Um ataque suicida é qualquer tipo de operação bélica em cujo processo quem ataca tem a intenção de morrer. Exemplos de ataques suicida são Kamikaze e homens-bomba.[1][2][3] Um ataque suicida caracteriza-se por ser uma ação perpetrada contra um alvo específico em que o indivíduo perde a vida ao concretizar o ataque, sendo essa morte crucial e desejada pelo perpetrador, diferenciando-se de missão suicida, a qual se caracteriza por ser uma ação em que o indivíduo sabe que vai perder a vida porque não irá escapar a tempo e não há outra solução senão morrer ao completá-la, ou seja, a morte do perpetrador durante o ataque é uma necessidade e não uma causalidade.[4] O termo “Ataque Suicida” é redutor e simplificado para classificar os ataques em que o próprio membro da organização terrorista, que efetua o ataque, morre. Os motivos adjacentes a esse tipo de ataques são, algumas vezes, diferentes dos motivos que levam alguém a suicidar-se, aproximando-se também dos motivos do sacrifício ou do martírio.
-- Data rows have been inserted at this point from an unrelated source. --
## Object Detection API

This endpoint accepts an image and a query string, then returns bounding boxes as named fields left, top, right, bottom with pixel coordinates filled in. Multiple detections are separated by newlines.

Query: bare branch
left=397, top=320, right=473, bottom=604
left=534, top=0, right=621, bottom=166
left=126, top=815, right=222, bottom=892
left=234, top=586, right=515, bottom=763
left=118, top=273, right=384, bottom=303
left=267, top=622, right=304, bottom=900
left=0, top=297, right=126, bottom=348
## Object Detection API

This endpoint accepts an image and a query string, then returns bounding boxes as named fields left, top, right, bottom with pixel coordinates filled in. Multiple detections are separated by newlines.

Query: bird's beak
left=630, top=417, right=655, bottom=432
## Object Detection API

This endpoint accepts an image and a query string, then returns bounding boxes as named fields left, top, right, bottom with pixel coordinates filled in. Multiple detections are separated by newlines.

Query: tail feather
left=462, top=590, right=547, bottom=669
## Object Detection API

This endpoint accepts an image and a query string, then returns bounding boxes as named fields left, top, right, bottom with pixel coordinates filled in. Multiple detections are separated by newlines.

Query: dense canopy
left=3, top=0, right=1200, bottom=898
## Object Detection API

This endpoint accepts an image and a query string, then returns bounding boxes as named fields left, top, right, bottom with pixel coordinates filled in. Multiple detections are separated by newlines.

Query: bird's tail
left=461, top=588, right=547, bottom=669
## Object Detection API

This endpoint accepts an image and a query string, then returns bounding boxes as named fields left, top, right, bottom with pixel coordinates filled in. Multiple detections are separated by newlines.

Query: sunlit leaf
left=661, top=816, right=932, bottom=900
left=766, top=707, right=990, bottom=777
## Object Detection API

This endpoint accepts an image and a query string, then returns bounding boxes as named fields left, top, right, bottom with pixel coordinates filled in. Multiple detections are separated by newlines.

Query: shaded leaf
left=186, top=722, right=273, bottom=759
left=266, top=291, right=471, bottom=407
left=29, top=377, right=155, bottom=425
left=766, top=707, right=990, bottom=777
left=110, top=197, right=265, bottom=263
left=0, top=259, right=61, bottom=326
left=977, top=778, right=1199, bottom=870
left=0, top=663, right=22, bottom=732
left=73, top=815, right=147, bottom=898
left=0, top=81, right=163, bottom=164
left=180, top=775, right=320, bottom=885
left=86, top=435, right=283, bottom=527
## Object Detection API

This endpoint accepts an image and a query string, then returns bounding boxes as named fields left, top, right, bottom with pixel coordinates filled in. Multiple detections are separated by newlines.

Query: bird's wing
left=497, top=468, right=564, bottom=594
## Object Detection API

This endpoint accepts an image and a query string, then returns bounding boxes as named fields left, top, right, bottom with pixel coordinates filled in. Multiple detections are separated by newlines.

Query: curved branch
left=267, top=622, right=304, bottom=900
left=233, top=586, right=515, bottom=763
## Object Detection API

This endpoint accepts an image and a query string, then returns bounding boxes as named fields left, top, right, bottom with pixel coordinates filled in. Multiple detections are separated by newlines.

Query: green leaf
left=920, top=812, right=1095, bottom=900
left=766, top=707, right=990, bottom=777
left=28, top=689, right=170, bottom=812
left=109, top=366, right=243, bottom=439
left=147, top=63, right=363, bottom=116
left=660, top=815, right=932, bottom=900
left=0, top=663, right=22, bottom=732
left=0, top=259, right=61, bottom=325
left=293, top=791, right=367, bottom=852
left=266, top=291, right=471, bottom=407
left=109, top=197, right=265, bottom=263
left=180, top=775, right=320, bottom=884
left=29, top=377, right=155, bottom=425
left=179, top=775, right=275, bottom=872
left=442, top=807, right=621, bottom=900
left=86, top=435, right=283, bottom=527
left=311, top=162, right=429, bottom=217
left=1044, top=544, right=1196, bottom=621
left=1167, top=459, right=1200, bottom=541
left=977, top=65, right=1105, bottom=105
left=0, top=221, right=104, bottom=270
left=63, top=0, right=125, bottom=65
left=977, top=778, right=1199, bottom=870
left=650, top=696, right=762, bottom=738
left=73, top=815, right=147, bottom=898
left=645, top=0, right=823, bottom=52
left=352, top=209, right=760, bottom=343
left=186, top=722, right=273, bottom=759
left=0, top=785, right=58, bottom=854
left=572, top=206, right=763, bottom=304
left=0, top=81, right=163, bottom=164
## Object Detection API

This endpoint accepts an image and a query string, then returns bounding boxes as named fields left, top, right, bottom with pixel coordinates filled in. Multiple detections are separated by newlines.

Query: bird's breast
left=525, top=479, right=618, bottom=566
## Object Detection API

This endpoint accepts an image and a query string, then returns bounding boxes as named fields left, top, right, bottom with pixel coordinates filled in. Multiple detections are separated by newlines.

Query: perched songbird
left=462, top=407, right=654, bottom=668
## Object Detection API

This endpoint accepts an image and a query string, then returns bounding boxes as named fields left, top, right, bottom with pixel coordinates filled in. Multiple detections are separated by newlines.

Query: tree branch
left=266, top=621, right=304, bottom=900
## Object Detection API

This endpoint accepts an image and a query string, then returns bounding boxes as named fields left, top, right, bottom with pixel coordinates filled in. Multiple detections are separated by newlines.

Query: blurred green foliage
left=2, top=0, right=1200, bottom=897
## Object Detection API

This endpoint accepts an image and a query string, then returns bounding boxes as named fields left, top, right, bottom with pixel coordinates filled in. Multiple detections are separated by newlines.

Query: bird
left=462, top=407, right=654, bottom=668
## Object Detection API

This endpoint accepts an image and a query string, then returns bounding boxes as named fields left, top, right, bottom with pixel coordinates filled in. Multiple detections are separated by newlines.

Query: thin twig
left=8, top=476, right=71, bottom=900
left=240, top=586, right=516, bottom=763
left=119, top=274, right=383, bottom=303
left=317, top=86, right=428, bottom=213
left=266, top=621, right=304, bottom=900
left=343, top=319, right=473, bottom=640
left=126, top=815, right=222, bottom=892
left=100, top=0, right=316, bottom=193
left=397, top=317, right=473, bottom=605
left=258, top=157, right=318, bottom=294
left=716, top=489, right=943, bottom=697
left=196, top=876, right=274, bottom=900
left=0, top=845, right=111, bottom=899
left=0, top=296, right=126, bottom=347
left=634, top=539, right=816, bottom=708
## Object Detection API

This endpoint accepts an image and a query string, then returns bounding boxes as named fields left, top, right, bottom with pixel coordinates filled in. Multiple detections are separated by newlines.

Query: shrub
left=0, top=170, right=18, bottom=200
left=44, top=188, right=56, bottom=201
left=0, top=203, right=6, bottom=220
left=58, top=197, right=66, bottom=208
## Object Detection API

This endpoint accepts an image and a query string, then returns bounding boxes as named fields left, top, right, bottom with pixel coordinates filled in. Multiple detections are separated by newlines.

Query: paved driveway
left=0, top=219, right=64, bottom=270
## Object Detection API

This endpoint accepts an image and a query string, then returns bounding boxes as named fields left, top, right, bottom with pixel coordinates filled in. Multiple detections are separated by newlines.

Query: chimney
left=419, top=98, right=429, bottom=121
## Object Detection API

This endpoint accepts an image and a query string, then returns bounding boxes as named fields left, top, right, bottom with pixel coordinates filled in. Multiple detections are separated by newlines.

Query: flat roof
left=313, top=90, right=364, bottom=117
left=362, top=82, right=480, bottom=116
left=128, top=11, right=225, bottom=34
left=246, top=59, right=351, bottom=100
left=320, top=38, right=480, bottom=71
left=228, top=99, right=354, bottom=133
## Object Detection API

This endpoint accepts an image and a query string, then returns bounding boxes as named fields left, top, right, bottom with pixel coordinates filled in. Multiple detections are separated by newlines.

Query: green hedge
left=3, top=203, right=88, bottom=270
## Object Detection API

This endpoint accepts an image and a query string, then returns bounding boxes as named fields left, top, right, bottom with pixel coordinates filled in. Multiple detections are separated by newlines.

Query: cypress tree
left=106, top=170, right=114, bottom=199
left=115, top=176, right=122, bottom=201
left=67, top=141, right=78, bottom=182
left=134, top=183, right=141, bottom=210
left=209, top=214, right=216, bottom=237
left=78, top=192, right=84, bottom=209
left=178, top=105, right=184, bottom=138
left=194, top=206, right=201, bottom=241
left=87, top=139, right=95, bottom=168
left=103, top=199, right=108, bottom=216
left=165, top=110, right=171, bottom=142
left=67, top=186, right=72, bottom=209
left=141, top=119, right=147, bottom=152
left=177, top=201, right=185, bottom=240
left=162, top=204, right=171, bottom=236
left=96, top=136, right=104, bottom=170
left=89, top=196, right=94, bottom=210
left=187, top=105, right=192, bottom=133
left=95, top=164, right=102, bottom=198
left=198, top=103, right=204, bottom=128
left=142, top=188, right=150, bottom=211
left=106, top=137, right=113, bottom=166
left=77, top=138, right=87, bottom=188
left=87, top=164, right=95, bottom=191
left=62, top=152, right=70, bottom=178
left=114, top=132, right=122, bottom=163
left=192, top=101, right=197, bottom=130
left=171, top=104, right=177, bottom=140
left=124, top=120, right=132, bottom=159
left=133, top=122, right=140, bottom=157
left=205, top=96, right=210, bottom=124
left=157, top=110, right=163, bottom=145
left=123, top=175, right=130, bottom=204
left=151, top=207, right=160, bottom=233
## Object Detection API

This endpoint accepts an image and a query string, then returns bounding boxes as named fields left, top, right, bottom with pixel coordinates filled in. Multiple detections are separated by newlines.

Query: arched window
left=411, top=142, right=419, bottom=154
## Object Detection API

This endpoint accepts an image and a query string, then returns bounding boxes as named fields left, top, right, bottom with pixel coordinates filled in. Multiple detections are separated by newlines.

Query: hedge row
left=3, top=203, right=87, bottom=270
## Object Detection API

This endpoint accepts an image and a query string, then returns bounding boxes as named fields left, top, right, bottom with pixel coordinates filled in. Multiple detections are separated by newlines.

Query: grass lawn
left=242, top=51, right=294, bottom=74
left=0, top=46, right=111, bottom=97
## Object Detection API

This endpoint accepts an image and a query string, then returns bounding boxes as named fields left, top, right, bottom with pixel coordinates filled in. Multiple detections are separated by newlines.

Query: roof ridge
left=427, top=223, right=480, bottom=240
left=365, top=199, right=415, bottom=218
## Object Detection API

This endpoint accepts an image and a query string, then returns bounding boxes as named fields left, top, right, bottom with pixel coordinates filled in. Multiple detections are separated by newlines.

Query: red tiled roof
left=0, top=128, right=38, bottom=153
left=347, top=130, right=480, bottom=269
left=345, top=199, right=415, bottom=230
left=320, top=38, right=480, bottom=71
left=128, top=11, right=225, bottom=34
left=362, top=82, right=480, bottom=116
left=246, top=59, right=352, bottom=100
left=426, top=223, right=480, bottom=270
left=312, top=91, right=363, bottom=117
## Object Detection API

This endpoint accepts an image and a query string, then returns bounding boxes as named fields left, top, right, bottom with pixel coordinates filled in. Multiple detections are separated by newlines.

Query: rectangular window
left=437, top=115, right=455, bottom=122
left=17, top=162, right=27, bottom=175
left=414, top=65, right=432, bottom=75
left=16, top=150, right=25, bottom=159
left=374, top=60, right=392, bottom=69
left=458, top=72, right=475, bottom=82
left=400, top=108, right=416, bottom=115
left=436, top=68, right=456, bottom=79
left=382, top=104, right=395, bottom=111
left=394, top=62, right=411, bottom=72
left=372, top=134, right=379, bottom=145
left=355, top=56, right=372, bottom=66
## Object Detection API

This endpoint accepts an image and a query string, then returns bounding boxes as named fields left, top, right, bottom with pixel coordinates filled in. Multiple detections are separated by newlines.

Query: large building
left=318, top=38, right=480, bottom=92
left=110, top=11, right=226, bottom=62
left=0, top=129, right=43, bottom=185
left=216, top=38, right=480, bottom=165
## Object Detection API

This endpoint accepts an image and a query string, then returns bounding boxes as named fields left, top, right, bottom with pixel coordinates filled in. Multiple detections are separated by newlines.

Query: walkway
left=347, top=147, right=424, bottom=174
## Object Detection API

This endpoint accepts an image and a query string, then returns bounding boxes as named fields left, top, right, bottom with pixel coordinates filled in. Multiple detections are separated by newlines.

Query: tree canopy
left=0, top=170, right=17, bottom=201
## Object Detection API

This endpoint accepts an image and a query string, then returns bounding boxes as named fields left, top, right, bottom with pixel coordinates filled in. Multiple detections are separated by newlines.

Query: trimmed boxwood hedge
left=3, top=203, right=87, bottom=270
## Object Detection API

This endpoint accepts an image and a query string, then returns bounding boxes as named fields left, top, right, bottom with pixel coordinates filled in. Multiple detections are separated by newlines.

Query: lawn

Segundo a base de dados Iraquiana para contagem de cadáveres, entre Março de 2003 e Dezembro de 2010 ocorreram 1 003 ataques suicidas contra alvos iraquianos que resultou em 12 284 mortes.[5] No Afeganistão são usados frequentemente turbantes e vestes próprias para esconder os explosivos, no entanto o método mais utilizado nos bombardeamentos são os veículos. Desde 2007 que os veículos são usados habitualmente em ataques suicidas no Paquistão, resultando num número de mortes semelhante ao número no Iraque.[5]

As primeiras explicações para o terrorismo suicida surgiram nos anos 80 do século XX contudo, a partir dos anos 90 começou a ser evidente que as explicações anteriormente dadas não eram suficientes para identificar quais os indivíduos que se tornavam mais tarde em terroristas suicidas e porque é que as organizações começavam a usar cada vez mais este tipo de ataque.[6]

Os ataques suicidas atraem muito mais publicidade do que qualquer outro ataque, não só pela morte do próprio membro da organização como também pelo grande número de vítimas inocentes que causa. Algumas das vezes o ataque tem apenas como objetivo obter atenção, sendo uma forma fácil de ser notícia em todo o mundo e de ajudar a publicitar as causas pelas quais as organizações terroristas lutam.[7]

Evolução histórica[editar | editar código-fonte]

Ataques de 11 de setembro de 2001

Após o 11 de Setembro, o ataque suicida começou a ser visto como um fenómeno comum do islamismo e comum na cultura árabe, contudo essa afirmação está longe de ser verdadeira.[8] Apesar de atualmente existir um uso crescente de ataques suicidas, estes existem desde a época em que a Judeia estava ocupada pelos Romanos, altura essa onde existiam os sicários (em latim: Sicarii), um grupo extremista com a intenção de expulsar os Romanos da Judeia.[9] A Ordem dos Assassinos (hashashin) que existiu durante o século XI no Irão também é um exemplo da utilização de ataques suicidas no passado, com o objetivo de difundir uma nova religião criada pelo fundador da Ordem.[9]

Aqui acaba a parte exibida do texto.